12. Preliminary title report review.

In advance of initiating negotiations for a buyer prospect, the real estate professional may want to contact a title company or other resource to determine what filed documents my exist for the property being purchased.  Obtaining this information may better help the buyer prospect understand the financial obligations of the seller.

13. Kiss and tell (spill).

Often real estate listing agents are hesitant to reveal confidential information about their seller clients.  Making a direct question of the agent as to why the seller has chosen to sell, may result in a non-reply on the basis the listing agent may be defensive in not disclosing such information.  However, in the alternative, when the buyer’s agent, instead, speaks graciously and kindly toward the listing agent, and compliments that agent and the seller, typically the listing agent’s defenses may be lowered.  Then, by expressing strong positives about the house and the seller’s maintenance of it, with a concluding question of: “why on earth would the seller ever want to sell this house?” will generally result in the listing agent providing a free flow of critical information as to the seller’s selling motivations.

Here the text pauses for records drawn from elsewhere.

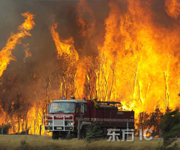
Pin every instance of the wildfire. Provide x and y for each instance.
(138, 63)
(6, 52)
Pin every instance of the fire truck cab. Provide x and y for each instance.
(63, 117)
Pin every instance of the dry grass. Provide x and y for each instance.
(9, 142)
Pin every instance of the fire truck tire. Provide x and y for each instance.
(55, 135)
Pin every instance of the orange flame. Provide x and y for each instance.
(6, 52)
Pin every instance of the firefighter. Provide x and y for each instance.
(72, 97)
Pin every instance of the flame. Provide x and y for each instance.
(6, 52)
(27, 53)
(63, 46)
(137, 64)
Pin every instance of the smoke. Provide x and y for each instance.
(41, 71)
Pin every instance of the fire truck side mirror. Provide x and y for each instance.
(82, 109)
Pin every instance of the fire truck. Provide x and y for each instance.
(67, 117)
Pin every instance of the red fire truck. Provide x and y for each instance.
(63, 117)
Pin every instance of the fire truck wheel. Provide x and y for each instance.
(55, 135)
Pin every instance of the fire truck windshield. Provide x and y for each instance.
(62, 107)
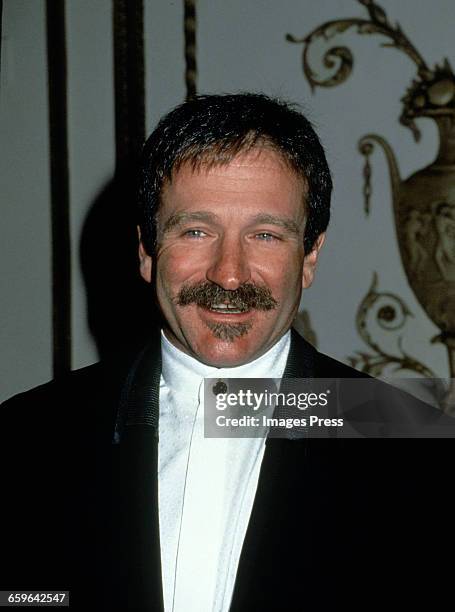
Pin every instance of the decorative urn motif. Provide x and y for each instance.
(423, 203)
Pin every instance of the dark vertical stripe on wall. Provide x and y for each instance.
(60, 230)
(128, 80)
(190, 47)
(1, 38)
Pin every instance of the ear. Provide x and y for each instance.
(310, 261)
(145, 261)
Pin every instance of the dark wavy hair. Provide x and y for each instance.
(213, 129)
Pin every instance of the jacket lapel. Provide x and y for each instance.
(137, 557)
(136, 528)
(280, 475)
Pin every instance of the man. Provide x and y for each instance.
(115, 493)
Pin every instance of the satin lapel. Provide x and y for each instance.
(278, 477)
(136, 495)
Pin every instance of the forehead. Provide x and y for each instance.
(258, 179)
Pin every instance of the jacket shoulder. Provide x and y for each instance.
(328, 367)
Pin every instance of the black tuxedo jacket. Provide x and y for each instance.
(334, 522)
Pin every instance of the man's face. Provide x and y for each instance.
(230, 265)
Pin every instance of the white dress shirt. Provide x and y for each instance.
(206, 486)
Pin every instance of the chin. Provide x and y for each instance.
(226, 354)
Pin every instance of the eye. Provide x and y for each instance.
(266, 236)
(194, 233)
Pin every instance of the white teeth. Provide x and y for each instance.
(225, 307)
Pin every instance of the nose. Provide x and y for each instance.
(229, 267)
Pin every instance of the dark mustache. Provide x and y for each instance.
(246, 297)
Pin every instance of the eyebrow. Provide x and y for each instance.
(285, 222)
(179, 219)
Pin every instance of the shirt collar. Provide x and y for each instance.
(180, 370)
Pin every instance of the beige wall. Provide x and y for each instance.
(241, 46)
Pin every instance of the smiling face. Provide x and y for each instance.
(229, 265)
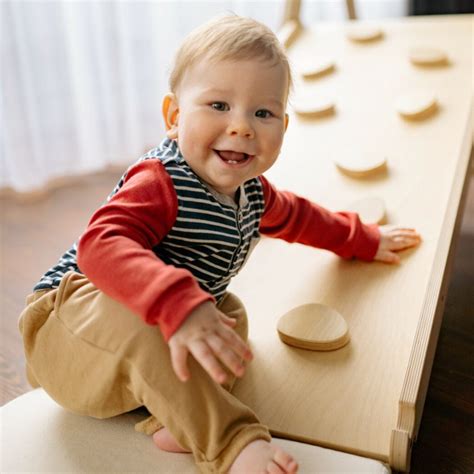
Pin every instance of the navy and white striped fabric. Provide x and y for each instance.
(212, 236)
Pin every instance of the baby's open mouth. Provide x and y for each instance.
(233, 157)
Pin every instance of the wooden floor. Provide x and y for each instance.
(34, 234)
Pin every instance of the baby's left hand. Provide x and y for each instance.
(394, 239)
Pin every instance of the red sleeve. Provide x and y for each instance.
(115, 252)
(295, 219)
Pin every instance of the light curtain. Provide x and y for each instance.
(82, 81)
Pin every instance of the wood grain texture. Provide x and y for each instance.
(446, 435)
(355, 398)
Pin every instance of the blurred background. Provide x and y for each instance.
(80, 100)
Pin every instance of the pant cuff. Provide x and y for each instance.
(148, 426)
(224, 460)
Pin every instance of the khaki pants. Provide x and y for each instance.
(96, 358)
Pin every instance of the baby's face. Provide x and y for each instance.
(230, 120)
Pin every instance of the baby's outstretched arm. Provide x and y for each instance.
(208, 335)
(394, 239)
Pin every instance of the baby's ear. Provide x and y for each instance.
(170, 111)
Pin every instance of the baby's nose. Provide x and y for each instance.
(241, 126)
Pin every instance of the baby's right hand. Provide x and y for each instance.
(208, 335)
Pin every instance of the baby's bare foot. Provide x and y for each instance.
(166, 442)
(263, 457)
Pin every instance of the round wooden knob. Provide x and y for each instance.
(313, 326)
(364, 33)
(417, 105)
(361, 165)
(317, 68)
(313, 107)
(423, 56)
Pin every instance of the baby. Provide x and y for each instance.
(110, 327)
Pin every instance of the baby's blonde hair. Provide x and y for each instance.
(231, 37)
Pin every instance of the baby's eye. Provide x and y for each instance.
(220, 106)
(263, 113)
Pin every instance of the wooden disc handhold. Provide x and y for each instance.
(417, 105)
(314, 107)
(317, 68)
(364, 33)
(370, 210)
(428, 57)
(313, 326)
(362, 165)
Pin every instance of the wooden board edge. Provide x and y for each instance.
(415, 385)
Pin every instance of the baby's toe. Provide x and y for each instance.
(274, 468)
(285, 461)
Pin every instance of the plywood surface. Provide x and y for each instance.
(365, 397)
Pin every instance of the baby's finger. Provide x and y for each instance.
(205, 356)
(226, 354)
(400, 243)
(236, 343)
(404, 233)
(179, 356)
(387, 257)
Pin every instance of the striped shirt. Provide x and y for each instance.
(212, 236)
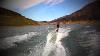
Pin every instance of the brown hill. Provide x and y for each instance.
(10, 18)
(88, 14)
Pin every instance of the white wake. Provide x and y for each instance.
(54, 45)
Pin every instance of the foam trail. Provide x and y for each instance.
(54, 45)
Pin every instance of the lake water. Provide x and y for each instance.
(70, 40)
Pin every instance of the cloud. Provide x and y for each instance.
(24, 4)
(53, 2)
(21, 4)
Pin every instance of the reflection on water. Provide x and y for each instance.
(82, 40)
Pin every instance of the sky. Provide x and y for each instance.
(44, 10)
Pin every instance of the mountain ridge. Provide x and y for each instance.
(88, 14)
(11, 18)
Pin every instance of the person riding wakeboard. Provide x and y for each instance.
(57, 27)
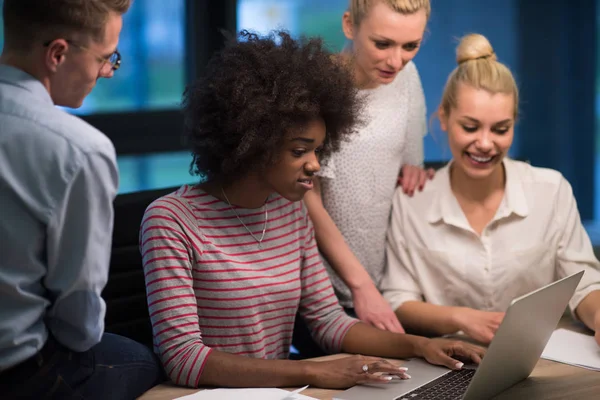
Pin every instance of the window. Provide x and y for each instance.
(299, 17)
(435, 60)
(154, 171)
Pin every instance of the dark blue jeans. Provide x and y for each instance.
(116, 368)
(303, 342)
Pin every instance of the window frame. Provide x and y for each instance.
(142, 132)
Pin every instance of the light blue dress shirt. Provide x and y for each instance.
(58, 179)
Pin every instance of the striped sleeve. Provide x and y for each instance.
(319, 306)
(166, 243)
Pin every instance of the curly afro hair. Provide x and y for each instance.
(258, 90)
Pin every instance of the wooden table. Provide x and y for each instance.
(548, 381)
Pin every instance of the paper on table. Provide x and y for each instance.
(573, 348)
(246, 394)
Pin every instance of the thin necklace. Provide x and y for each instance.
(239, 219)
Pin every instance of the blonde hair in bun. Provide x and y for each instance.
(479, 68)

14. The woman is the target buyer.

Statistically (non authoritative), 90% of women, in a couple’s situation, generally make the final home buying decision.  Buyer agents know to keep this critical information as confidential as possible from the listing agent, so as not to disadvantage the negotiations for the buyer.  Sellers and their listing agents should make every effort to ascertain which of the two buyers seems the most interested.  The greater the known buyer motivations, generally the better the deal sellers are likely to make.

15. Environmental issues; concerns, costs, and safety.

Ask any real estate professional about his or her experiences in have critical environmental inspections conducted on properties being purchased either on behalf of the buyer or for information by the seller.  Most either won’t address the issue, or just have no experience dealing with these matters.  Clearly, environmental investigations greatly increase the risk of contract termination (or failure).  In most cases, real estate professionals are not seeking ways to terminate a transaction, so don’t expect much in the way of a real estate person’s recommendation for these very important investigations.  However, nearly every property, regardless of age, is at risk for some type of adverse environmental condition.  Most can be remedied, although such to do so in some situations cost can be excessive.  Yet, these issues dominate health and safety concerns, and any informed home buyer should not avoid making these important inspections.  If the real estate professional is not aware of these types of inspections, the consumer should seek professionals experienced in these matters.